Nature Morne

Publié le par Gilles Vidal

C’est une douce et improbable musique que nous joue Jean Kanapa, figure du Parti Communiste français de l’après-guerre, dans ce court roman à l’écriture élégante où l’observation délicate le dispute au style raffiné. Ce n’est pas compliqué : il y a Anne-Marie, la mère, belle et oisive bourgeoise mariée à Phil, un Anglais fortuné ayant perdu un bras à la guerre, leurs enfants Hughes et Jenny, bien insérés dans le cocon-moule, et Hélène, qui, elle, veut sortir du destin familial en devenant ingénieure. Tout cela se passe dans les années cinquante, c’est à la fois léger et pesant comme ces plats compliqués qui sous la langue semblent aériens avant, quelques heures plus tard, de s’apparenter à des boules de pétanque au fond de l’estomac. Pendant que son mari est en Angleterre pour régler des histoires de grève à Coventry dans l’industrie automobile, Anne-Marie traîne et s’entiche d’un joueur de flamenco rencontré dans un club de Saint-Germain-des-prés et devient sa maîtresse. Il s’appelle Pablo et « il sait éviter au corps qu’il caresse l’âpreté des cals que les cordes imposent au bout des doigts du guitariste ». Mais, au bout de quelques semaines de ce petit jeu, Pablo, qui se sent complètement étranger à la vie que mène cette femme, la rejette un soir poliment. Tout semble alors s’écrouler autour d’Anne-Marie, son ennui coutumier bien assumé a pris brusquement d’immenses proportions. Mais, après quelques errements hiératiques nocturnes dans les beaux quartiers silencieux, comme pour les Culbuto, elle retrouve vite son équilibre et les belles boutiques des arrondissements huppés où il fait bon se faire plaisir.
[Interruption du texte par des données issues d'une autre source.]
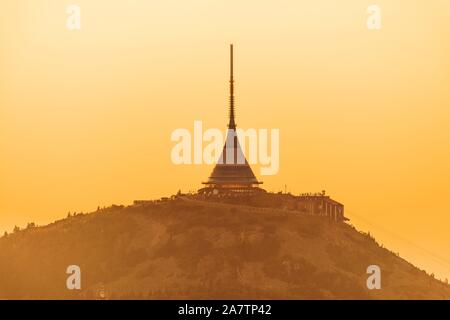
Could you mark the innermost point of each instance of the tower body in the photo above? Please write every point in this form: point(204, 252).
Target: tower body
point(232, 173)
Phil revenu, tout rentre dans l’ordre, la crise (si l’on peut parler de crise, n’est-ce pas) n’est plus qu’un souvenir trouble qui s’enfuit au lointain comme ces brumes matinales qui engloutissent les nuages. Les vacances approchent. Hughes et Jenny vont les passer en Angleterre, bien sûr. Phil et Anne-Marie iront eux pour changer dans les Alpes suisses au charme suranné, avec ces beaux lacs et ses fortunes bien dissimulées. Quant à Hélène, le mouton noir de la famille, elle partira en Savoie avec une organisation étudiante malgré la sèche réflexion de son père : « C’est un milieu où il y a beaucoup de gens de gauche, chérie. » Comme le dit si bien Beigbeder dans sa préface, cette Crise « est un petit rouleau glissé dans une bouteille à la mer et retrouvé aujourd’hui, soixante ans après, sur une plage recouverte de baleines mortes ».

 

La Crise, de Jean Kanapa, Éditions La Déviation, préface de Frédéric Beigbeder, novembre 2021, 110 p., 12 €.